Troubleshooting Updated 5 min read

Fixing Gemma 4 OOM (Out of Memory) Errors on 24GB GPUs

Quick answer: If you are getting a CUDA Out of Memory error when loading Gemma 4 27B or 31B on an RTX 3090/4090, the issue is rarely the model weights themselves. It is almost always caused by unconstrained KV Cache or overly ambitious context length settings in Ollama or vLLM.
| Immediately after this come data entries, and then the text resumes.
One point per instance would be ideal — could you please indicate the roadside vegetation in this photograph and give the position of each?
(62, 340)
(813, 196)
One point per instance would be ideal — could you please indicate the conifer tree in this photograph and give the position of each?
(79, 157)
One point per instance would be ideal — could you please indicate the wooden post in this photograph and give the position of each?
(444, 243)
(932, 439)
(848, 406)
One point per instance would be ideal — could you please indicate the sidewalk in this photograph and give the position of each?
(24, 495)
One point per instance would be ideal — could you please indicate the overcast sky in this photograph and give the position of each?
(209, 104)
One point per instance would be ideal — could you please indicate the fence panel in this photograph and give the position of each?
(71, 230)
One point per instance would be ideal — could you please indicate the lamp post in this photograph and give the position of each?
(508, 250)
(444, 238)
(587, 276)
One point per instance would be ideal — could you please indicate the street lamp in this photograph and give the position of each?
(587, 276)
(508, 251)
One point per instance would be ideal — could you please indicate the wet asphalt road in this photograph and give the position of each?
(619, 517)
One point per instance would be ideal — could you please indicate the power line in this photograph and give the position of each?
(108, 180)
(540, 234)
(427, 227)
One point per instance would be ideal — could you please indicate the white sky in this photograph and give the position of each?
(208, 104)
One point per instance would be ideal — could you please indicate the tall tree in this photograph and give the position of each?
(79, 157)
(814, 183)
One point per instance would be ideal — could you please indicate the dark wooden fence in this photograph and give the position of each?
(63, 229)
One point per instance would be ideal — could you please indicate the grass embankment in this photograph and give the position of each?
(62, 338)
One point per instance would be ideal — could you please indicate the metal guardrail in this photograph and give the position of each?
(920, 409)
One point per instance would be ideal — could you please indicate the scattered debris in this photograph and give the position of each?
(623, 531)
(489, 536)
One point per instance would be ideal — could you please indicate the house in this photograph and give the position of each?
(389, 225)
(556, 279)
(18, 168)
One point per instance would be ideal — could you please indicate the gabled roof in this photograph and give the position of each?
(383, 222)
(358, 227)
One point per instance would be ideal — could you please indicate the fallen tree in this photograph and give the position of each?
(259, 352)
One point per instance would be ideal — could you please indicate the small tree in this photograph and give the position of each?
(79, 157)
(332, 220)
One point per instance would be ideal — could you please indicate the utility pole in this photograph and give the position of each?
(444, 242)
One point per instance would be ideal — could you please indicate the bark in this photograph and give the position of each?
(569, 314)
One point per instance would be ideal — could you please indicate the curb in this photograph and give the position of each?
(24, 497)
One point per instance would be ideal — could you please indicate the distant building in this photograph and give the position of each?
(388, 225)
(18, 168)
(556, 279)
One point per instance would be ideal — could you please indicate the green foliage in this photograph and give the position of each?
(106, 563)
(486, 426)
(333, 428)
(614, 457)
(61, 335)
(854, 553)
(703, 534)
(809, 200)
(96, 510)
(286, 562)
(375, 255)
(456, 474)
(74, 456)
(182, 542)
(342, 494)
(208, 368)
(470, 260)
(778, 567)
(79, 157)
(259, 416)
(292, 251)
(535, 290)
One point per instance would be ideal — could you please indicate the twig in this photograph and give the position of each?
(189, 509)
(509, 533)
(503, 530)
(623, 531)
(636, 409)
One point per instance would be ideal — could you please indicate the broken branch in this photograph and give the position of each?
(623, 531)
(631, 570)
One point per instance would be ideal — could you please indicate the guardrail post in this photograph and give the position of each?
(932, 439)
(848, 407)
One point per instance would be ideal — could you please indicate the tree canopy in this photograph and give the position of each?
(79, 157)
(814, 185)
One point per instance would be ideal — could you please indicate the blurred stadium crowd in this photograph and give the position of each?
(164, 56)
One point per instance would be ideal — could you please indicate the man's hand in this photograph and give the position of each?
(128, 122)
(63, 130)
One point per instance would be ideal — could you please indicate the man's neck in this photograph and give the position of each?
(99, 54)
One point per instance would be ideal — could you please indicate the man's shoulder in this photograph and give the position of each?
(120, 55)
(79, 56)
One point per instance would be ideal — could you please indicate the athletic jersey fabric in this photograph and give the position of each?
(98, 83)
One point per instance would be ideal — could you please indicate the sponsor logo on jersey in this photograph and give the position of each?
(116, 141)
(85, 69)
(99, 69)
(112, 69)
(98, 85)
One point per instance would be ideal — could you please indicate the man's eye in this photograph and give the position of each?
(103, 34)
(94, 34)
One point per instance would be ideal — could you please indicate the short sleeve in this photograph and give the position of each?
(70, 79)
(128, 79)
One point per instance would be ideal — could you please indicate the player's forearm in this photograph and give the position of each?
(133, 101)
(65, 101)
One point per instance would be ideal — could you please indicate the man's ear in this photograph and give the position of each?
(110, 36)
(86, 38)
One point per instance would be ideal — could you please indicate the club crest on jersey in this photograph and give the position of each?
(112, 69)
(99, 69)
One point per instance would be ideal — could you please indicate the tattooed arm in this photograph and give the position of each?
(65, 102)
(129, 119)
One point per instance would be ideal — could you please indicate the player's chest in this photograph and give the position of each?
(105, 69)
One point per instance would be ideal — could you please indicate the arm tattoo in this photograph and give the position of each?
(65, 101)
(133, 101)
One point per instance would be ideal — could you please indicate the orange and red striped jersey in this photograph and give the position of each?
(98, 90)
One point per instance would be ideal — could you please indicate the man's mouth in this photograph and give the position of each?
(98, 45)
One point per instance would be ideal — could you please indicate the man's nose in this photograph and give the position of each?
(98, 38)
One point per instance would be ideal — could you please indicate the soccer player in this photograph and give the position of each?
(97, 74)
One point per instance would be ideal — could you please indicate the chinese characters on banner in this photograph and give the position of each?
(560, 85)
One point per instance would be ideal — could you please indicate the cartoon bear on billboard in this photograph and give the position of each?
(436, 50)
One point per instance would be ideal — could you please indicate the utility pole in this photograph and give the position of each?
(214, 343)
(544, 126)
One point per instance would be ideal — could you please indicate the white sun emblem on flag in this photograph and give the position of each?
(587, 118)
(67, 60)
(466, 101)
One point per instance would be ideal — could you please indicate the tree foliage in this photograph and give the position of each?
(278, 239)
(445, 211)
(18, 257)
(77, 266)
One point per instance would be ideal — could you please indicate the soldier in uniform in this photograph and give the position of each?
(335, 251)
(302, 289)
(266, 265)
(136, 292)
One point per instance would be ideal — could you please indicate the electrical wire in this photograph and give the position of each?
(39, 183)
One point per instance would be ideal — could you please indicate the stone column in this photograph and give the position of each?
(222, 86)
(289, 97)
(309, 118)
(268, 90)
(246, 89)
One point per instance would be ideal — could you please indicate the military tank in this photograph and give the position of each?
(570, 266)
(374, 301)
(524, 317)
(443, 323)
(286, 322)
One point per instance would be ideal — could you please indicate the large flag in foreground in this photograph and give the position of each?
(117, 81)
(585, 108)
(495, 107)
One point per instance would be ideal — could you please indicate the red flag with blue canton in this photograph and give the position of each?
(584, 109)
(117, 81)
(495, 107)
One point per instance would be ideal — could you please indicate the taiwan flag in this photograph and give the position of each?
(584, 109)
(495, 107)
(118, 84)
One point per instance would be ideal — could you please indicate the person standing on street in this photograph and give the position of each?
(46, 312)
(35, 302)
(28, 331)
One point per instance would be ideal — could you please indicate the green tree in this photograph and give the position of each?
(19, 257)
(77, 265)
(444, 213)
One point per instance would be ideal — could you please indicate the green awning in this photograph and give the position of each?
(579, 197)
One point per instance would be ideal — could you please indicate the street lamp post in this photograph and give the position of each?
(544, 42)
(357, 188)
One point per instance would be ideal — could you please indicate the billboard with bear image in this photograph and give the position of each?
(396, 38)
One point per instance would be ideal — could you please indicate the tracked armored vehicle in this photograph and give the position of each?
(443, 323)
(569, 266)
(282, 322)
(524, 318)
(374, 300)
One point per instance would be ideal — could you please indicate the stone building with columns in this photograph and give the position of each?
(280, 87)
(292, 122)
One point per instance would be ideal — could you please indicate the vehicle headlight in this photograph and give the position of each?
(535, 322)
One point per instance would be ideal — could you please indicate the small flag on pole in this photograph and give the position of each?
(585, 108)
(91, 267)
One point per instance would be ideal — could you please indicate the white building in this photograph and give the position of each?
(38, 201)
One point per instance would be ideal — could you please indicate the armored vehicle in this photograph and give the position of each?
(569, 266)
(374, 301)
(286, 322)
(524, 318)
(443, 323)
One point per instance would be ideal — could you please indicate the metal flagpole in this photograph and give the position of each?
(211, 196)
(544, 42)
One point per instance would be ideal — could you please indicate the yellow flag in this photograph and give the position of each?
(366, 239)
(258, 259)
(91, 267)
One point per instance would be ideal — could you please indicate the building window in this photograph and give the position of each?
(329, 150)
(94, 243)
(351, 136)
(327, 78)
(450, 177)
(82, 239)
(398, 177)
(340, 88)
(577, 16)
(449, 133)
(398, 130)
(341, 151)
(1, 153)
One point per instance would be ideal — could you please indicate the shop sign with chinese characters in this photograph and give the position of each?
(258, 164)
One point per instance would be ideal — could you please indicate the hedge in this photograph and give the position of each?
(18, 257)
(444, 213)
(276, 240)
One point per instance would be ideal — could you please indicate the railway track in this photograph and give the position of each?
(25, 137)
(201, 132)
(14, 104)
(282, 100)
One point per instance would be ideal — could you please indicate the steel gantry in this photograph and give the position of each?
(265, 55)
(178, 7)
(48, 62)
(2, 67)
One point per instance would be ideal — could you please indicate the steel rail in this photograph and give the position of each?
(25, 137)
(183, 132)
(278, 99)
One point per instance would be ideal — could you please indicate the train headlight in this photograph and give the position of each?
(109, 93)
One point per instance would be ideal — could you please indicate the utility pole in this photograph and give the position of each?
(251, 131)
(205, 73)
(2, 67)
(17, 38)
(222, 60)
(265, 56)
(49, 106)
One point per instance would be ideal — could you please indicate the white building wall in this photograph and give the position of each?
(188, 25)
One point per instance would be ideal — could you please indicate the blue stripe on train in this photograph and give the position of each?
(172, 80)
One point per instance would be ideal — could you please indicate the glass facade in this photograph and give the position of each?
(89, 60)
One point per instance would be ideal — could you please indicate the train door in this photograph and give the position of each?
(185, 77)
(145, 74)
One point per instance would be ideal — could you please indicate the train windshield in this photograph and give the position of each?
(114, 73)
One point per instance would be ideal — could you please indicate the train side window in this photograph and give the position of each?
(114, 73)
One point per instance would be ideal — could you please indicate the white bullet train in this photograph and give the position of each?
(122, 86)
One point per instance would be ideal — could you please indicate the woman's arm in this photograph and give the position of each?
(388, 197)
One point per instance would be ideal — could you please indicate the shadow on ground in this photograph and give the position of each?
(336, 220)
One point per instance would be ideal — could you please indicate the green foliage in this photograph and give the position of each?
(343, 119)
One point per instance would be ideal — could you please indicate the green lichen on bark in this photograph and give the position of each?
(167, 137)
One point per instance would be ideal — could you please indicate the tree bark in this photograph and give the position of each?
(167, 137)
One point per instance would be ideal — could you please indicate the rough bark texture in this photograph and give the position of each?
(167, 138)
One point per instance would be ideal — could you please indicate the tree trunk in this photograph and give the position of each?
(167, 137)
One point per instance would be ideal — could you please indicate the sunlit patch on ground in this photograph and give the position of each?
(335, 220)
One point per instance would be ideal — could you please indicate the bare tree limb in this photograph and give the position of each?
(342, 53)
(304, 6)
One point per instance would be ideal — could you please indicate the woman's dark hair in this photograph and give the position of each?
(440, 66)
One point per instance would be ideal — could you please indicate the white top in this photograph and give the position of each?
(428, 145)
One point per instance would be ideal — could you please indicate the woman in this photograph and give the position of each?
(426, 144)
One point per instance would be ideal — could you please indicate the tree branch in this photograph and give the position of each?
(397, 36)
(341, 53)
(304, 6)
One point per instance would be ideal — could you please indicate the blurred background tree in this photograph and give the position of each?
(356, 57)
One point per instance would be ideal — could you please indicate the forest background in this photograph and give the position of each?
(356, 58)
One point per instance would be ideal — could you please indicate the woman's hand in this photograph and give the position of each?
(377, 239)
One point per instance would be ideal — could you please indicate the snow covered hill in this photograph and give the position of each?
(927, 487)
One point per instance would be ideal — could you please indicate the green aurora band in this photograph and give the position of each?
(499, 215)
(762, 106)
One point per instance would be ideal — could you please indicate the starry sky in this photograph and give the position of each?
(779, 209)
Context: This guide aggregates real-world fixes from developers on X (Twitter) and Reddit who successfully squeezed Gemma 4 31B into 24GB of VRAM by tuning inference parameters.

The Symptoms

Many users with 24GB GPUs report the following crash sequence:

  1. The model loads successfully into VRAM (taking about 18-20GB for Q4_K_M).
  2. The first short prompt works fine.
  3. A long document is pasted, or the chat history grows.
  4. The inference engine crashes with a CUDA error: out of memory or Ollama abruptly stops responding.

Root Cause Analysis: The Hidden Cost of KV Cache

While the model weights for a quantized 31B model fit within ~19GB, the attention mechanism requires memory to store the context (KV Cache). In Gemma 4, long contexts scale memory usage linearly. If you leave the context window at the default 8k or try to push it to 32k without memory limits, the KV cache will instantly consume the remaining 4-5GB of your 24GB VRAM, causing a hard crash.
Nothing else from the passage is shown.